Apparently, it’s in the D&D movie, which was kind of cool.
Since we had very little context for Revel’s End or who the wizard was we didn’t really know if we should have been launching a Mission: Impossible-style ariel extraction or if we were just walking up to the front door and politely asking for a chat?
We chose to walk up to the front door and politely ask for a chat due to having no signals to the contrary that anything else was necessary. Ultimately, the deal was to obtain his spell book and extract him. It just felt the location had more promise than the events.
I loved Revel’s End, it is a location to die for, but we’ll come back to that in the post-game.
We used a tweaked skill challenge montage technique for our escape once we’d got out of Revel’s End. That was really good. One player sets up a challenge, another player complicates it and then the third player resolves it. That sequence is the tweak to a much-used tool. We chose not to make skill rolls but I think it really worked. I always find it a bit off how D&D works by one set of rules when the system is used and a completely different fiction model when these sort of montages are used but that’s a facet of these sorts of games.
The post-game
This adventure, at least in the way we have played it, feels like a conclusion to the opening act. It’s just I find The Summer Star confusing. It’s possible it has a use down the line for which I am not aware but having it reconstructed seems important but it did not bring any sense of a conclusion or meaningful end to the opening act.
What does it actually do? What is the material impact we’ve had on Ten-Towns?
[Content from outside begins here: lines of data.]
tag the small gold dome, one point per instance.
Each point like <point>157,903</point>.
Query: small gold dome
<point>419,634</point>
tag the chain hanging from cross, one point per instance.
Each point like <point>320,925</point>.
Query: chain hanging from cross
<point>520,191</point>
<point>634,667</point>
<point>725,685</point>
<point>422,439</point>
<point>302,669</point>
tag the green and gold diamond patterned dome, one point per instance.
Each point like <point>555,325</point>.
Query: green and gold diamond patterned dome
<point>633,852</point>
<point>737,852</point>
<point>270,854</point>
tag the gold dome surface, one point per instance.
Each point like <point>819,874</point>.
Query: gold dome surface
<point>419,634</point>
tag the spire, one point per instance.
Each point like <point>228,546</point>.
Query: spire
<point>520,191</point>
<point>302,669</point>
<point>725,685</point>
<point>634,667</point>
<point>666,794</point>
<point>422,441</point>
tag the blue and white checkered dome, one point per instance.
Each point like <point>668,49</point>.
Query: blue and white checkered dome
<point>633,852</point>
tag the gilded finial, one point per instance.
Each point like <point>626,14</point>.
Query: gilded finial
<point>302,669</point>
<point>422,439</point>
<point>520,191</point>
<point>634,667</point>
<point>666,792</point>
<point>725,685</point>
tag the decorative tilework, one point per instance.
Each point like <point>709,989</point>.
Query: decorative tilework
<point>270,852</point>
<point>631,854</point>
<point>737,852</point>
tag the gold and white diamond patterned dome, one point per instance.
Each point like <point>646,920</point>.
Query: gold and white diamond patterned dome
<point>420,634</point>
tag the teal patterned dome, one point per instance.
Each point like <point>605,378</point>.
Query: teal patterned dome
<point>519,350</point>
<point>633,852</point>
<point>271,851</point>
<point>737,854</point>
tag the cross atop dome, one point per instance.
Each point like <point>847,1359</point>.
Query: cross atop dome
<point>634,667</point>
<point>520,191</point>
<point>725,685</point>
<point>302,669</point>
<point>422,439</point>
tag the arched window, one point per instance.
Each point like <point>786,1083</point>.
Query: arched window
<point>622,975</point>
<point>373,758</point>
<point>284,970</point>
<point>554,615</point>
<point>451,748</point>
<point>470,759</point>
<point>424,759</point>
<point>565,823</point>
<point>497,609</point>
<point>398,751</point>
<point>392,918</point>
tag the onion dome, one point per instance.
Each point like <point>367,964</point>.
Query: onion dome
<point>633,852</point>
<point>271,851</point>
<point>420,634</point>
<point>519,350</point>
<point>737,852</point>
I’m probably always looking for a level of story that maybe the module does not provide. Like using The Summer Star to change the fate of a town? Stop the human sacrifices? Turn the sun on for a period to give Icewindale a respite for days or weeks. All of these things could have tripped the characters into a different fictional concept of being the heroes, raised the stakes and felt like a conclusion or provided fateful choices.
We have an established session structure which doesn’t vary much: a quest giver who is often immediately presented, an encounter on the way, and then a relatively simple situation. The session structure works well as an introductory one-shot format. It’s a valid way of doing it but it does mean there is no deft world or character building happening across the table which adds to the fabric and can be further built on.
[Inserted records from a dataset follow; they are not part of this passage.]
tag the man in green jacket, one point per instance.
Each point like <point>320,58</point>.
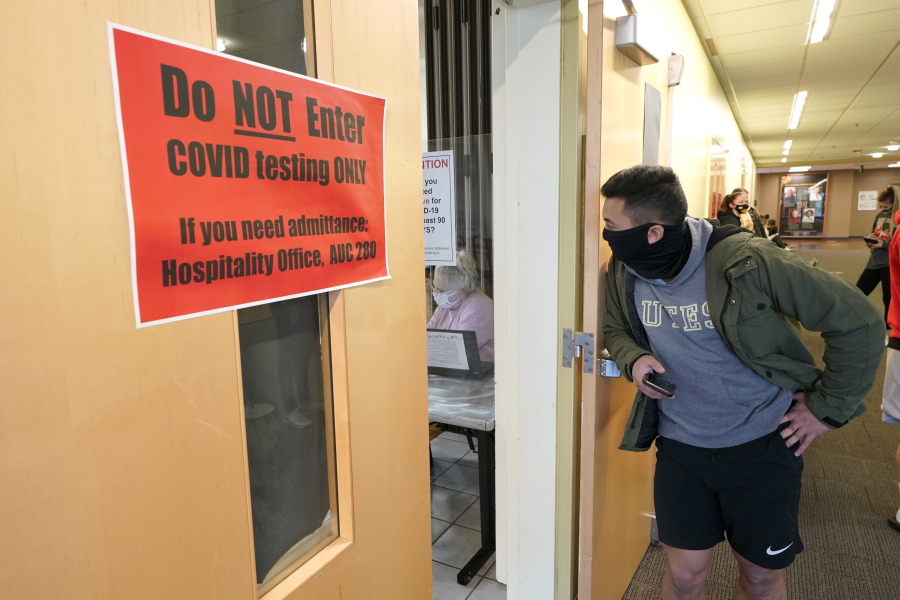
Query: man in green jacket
<point>710,313</point>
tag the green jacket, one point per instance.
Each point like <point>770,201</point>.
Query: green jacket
<point>756,292</point>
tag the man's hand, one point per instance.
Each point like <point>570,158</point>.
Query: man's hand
<point>642,366</point>
<point>804,426</point>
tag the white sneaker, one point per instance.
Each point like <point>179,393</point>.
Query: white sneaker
<point>297,419</point>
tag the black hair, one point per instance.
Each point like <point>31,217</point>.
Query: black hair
<point>652,193</point>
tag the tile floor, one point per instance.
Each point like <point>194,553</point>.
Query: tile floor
<point>456,523</point>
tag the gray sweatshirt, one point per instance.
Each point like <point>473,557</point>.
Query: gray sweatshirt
<point>720,401</point>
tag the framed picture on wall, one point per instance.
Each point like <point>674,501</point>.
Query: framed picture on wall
<point>803,198</point>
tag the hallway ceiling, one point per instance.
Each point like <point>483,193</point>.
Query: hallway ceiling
<point>759,51</point>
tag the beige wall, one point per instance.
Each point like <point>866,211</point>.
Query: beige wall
<point>700,110</point>
<point>622,481</point>
<point>842,218</point>
<point>122,455</point>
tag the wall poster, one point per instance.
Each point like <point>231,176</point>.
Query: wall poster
<point>867,200</point>
<point>439,204</point>
<point>803,197</point>
<point>245,184</point>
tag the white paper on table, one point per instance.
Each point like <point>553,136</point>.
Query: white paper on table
<point>447,350</point>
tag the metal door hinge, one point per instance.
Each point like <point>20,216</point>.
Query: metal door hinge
<point>606,367</point>
<point>577,344</point>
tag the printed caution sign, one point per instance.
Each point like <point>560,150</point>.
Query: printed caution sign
<point>245,184</point>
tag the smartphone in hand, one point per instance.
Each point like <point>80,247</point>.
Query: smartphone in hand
<point>655,381</point>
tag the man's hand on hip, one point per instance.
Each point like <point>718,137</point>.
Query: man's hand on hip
<point>803,425</point>
<point>641,367</point>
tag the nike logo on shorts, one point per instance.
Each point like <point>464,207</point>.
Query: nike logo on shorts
<point>771,552</point>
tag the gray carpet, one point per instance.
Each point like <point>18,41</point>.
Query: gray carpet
<point>849,491</point>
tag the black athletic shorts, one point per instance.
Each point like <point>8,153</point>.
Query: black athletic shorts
<point>750,492</point>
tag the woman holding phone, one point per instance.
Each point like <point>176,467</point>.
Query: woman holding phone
<point>877,269</point>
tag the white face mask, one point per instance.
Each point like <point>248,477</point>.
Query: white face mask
<point>449,299</point>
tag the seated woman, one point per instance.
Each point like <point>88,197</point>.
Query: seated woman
<point>461,305</point>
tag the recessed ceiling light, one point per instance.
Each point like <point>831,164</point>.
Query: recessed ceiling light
<point>821,20</point>
<point>797,109</point>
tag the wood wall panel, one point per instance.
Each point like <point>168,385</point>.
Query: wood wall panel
<point>375,48</point>
<point>121,451</point>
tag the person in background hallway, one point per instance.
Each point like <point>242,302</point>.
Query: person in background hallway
<point>759,230</point>
<point>890,397</point>
<point>734,211</point>
<point>701,306</point>
<point>461,305</point>
<point>877,269</point>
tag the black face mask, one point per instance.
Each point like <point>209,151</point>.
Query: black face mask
<point>662,260</point>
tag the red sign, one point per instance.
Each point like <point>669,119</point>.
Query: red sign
<point>245,184</point>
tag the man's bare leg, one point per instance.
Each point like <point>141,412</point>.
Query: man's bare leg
<point>686,571</point>
<point>757,583</point>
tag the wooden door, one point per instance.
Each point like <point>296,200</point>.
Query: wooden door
<point>616,493</point>
<point>122,451</point>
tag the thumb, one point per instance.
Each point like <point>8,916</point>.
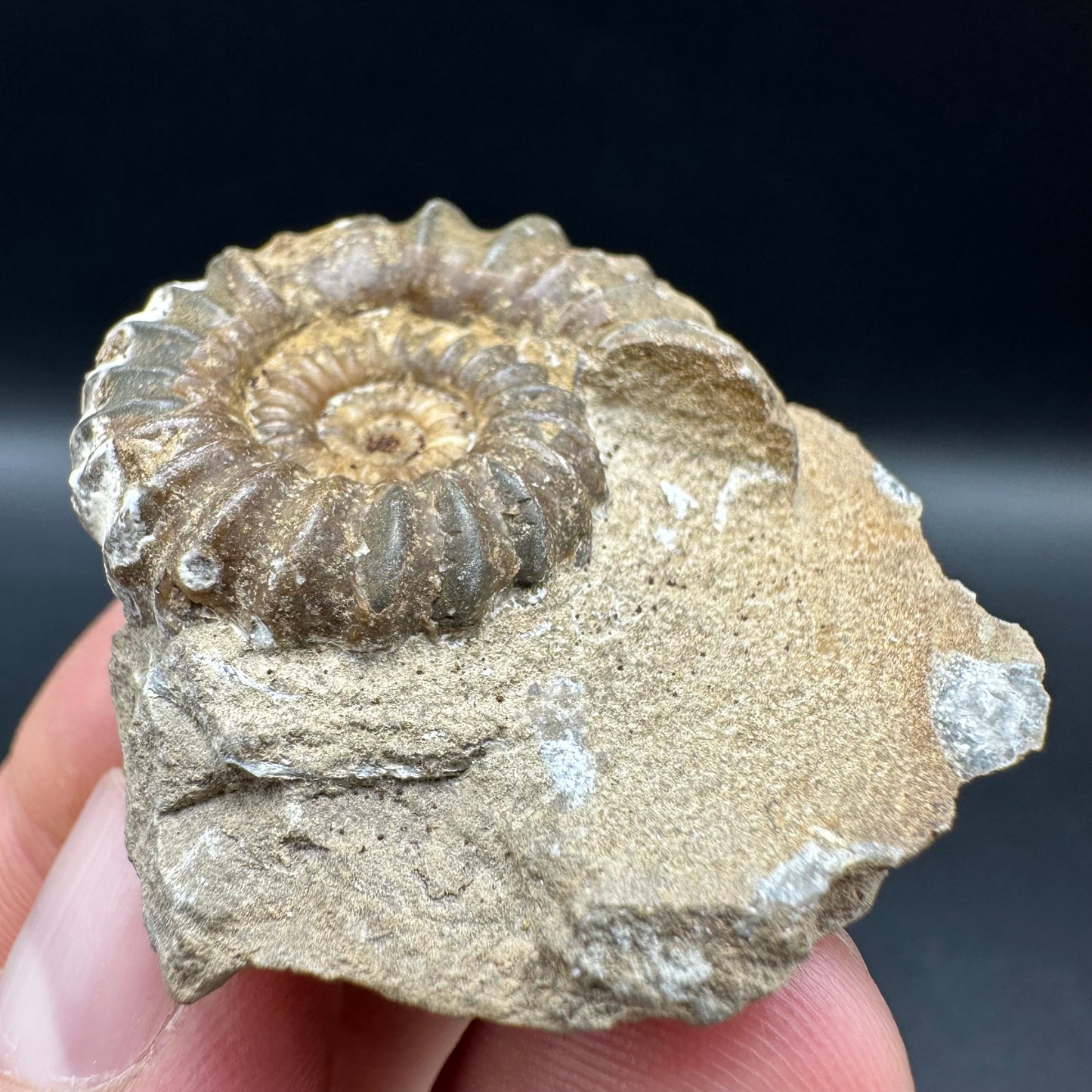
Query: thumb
<point>81,995</point>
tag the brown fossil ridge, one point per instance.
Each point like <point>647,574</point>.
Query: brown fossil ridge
<point>498,638</point>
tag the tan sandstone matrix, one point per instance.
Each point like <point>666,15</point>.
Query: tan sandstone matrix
<point>500,639</point>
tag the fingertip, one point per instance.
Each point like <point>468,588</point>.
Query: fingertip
<point>67,739</point>
<point>828,1030</point>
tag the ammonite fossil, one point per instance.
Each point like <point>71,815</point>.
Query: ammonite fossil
<point>500,639</point>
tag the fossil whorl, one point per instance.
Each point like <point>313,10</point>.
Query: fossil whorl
<point>372,429</point>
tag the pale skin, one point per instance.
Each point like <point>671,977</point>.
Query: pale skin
<point>829,1030</point>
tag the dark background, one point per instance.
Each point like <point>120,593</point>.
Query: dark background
<point>887,203</point>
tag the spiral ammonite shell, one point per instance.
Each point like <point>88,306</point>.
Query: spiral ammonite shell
<point>357,434</point>
<point>736,690</point>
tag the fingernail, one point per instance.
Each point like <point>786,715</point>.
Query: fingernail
<point>81,994</point>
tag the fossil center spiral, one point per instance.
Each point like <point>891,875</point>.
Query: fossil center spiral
<point>390,432</point>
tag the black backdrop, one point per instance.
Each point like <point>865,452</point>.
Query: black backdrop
<point>887,203</point>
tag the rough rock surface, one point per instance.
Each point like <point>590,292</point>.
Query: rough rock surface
<point>648,793</point>
<point>498,638</point>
On reflection, I found myself asking a question: why did the game light up and the engagement increase at the three-step skill montage? It’s not just because montages are a good tool, it was because it was a moment the players could actively contribute and had a vehicle to do so. The rest is quite locked down or lacking a fabric to leverage. The way the structure of the sessions are working and the fact events exist in a vacuum means there is literally no opportunity or ‘way in’ for the players to add pro-actively to the fabric of the game.
Stars and Wishes
At the end of each session, we can list stars (things to keep doing) and wishes (things we want to see).
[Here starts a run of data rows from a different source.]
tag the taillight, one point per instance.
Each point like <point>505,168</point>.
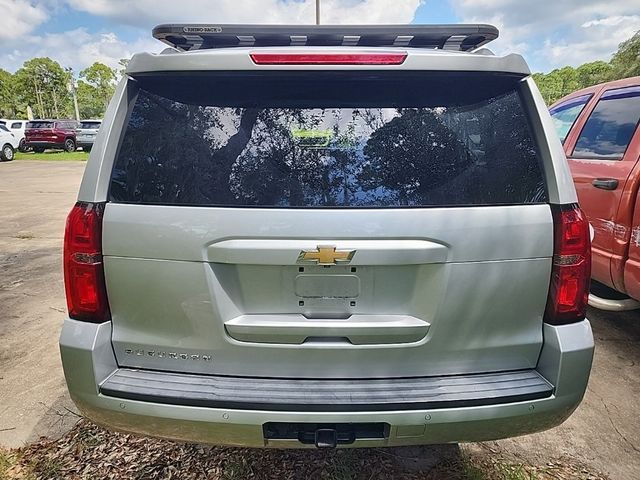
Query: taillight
<point>83,269</point>
<point>571,271</point>
<point>328,58</point>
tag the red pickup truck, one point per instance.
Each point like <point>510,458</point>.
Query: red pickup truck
<point>598,127</point>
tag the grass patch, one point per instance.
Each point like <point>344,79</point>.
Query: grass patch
<point>24,235</point>
<point>53,155</point>
<point>89,452</point>
<point>11,466</point>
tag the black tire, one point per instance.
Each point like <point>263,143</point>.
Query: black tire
<point>8,152</point>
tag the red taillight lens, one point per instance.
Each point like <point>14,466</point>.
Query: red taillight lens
<point>328,58</point>
<point>83,270</point>
<point>571,271</point>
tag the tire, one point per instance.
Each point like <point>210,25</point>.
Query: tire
<point>7,153</point>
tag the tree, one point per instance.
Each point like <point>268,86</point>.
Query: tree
<point>626,61</point>
<point>593,73</point>
<point>90,104</point>
<point>100,82</point>
<point>9,103</point>
<point>560,82</point>
<point>43,84</point>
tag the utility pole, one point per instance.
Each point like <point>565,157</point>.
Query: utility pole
<point>72,89</point>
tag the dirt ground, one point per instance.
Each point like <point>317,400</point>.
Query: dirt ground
<point>35,197</point>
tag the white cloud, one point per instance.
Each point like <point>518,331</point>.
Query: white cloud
<point>555,33</point>
<point>613,21</point>
<point>79,47</point>
<point>20,17</point>
<point>75,48</point>
<point>145,13</point>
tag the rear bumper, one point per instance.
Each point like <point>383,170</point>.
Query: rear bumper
<point>85,142</point>
<point>44,143</point>
<point>558,385</point>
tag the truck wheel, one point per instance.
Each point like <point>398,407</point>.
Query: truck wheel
<point>7,153</point>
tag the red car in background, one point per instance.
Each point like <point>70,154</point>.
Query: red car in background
<point>598,127</point>
<point>43,134</point>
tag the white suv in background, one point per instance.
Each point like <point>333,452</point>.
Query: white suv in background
<point>16,127</point>
<point>9,144</point>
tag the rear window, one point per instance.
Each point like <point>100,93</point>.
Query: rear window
<point>40,125</point>
<point>328,139</point>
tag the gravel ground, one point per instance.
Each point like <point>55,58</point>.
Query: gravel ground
<point>603,434</point>
<point>89,452</point>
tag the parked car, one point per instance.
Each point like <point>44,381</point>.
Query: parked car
<point>599,128</point>
<point>327,245</point>
<point>9,144</point>
<point>53,134</point>
<point>86,134</point>
<point>17,127</point>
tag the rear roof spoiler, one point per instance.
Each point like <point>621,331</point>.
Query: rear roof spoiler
<point>445,37</point>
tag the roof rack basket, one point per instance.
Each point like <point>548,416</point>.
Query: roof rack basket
<point>446,37</point>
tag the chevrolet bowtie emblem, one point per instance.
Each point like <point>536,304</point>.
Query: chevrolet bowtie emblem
<point>326,255</point>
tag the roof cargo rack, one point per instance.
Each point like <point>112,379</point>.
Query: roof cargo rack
<point>204,36</point>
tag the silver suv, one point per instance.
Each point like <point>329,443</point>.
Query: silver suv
<point>332,236</point>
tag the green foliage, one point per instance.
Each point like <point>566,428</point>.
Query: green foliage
<point>97,89</point>
<point>562,81</point>
<point>44,85</point>
<point>626,61</point>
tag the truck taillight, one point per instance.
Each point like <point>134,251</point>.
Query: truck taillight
<point>571,270</point>
<point>83,269</point>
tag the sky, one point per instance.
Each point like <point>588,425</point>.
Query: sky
<point>76,33</point>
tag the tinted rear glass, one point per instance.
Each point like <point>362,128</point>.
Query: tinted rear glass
<point>327,140</point>
<point>40,125</point>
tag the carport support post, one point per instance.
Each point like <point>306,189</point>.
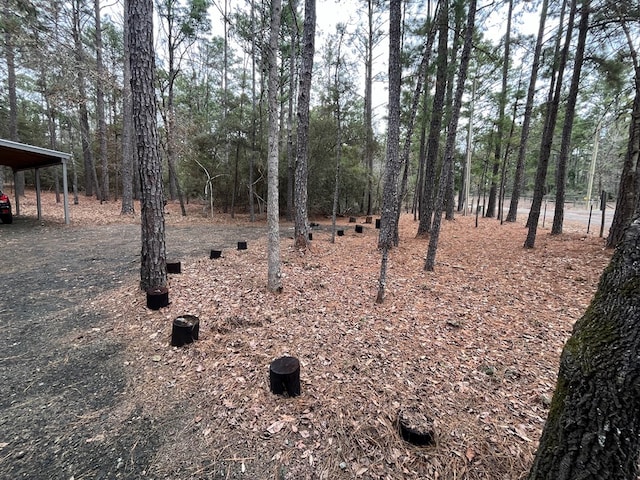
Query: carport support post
<point>38,202</point>
<point>15,175</point>
<point>65,189</point>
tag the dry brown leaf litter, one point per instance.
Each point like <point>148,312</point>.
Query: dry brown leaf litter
<point>475,343</point>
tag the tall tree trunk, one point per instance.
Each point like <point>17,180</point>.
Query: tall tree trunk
<point>592,430</point>
<point>421,73</point>
<point>127,130</point>
<point>90,175</point>
<point>518,180</point>
<point>153,267</point>
<point>291,158</point>
<point>100,115</point>
<point>449,152</point>
<point>368,108</point>
<point>502,103</point>
<point>254,126</point>
<point>433,140</point>
<point>338,114</point>
<point>301,227</point>
<point>422,156</point>
<point>392,168</point>
<point>565,147</point>
<point>12,91</point>
<point>274,276</point>
<point>628,192</point>
<point>549,127</point>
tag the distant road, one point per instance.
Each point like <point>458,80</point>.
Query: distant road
<point>575,213</point>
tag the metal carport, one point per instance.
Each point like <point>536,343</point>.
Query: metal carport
<point>20,156</point>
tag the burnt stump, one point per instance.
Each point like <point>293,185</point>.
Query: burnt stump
<point>157,298</point>
<point>284,376</point>
<point>185,330</point>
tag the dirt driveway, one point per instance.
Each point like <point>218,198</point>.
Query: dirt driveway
<point>61,378</point>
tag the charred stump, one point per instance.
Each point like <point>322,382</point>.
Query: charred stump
<point>157,298</point>
<point>185,330</point>
<point>174,267</point>
<point>416,427</point>
<point>284,376</point>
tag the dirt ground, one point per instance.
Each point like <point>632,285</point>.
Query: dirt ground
<point>91,388</point>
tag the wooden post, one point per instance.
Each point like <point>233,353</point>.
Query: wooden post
<point>284,376</point>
We did them this week. We concentrated on how good the location of Revel’s End was. We also liked the slightly different montage technique. We should use that again.
Plans for the next session
The game apparently changes now, but since I am keeping this spoiler free I’m not exactly sure how. I am going to assume it’s a typical adventure tier change and we’ll now be going to bigger and more exotic adventure locations and dealing with bigger threats.
This is both exciting and also a bit of a missed opportunity.
I am excited about the adventure tier change as these things are always enjoyable. Bigger locations, bigger stakes and just doing things that make you feel like bigger heroes at an events and system level. It changes things up.
The missed opportunity is how we could have materially impacted Ten Towns, woven ourselves into the fabric of it and had that experience impact who our characters are.
We do know our heroic ranger, missing from the session, has been spending too much time looking into the vacant eyes of that weird skull we found and has set off on some damned fool crusade. I have thoughts on that as well, but we’ve been here a while.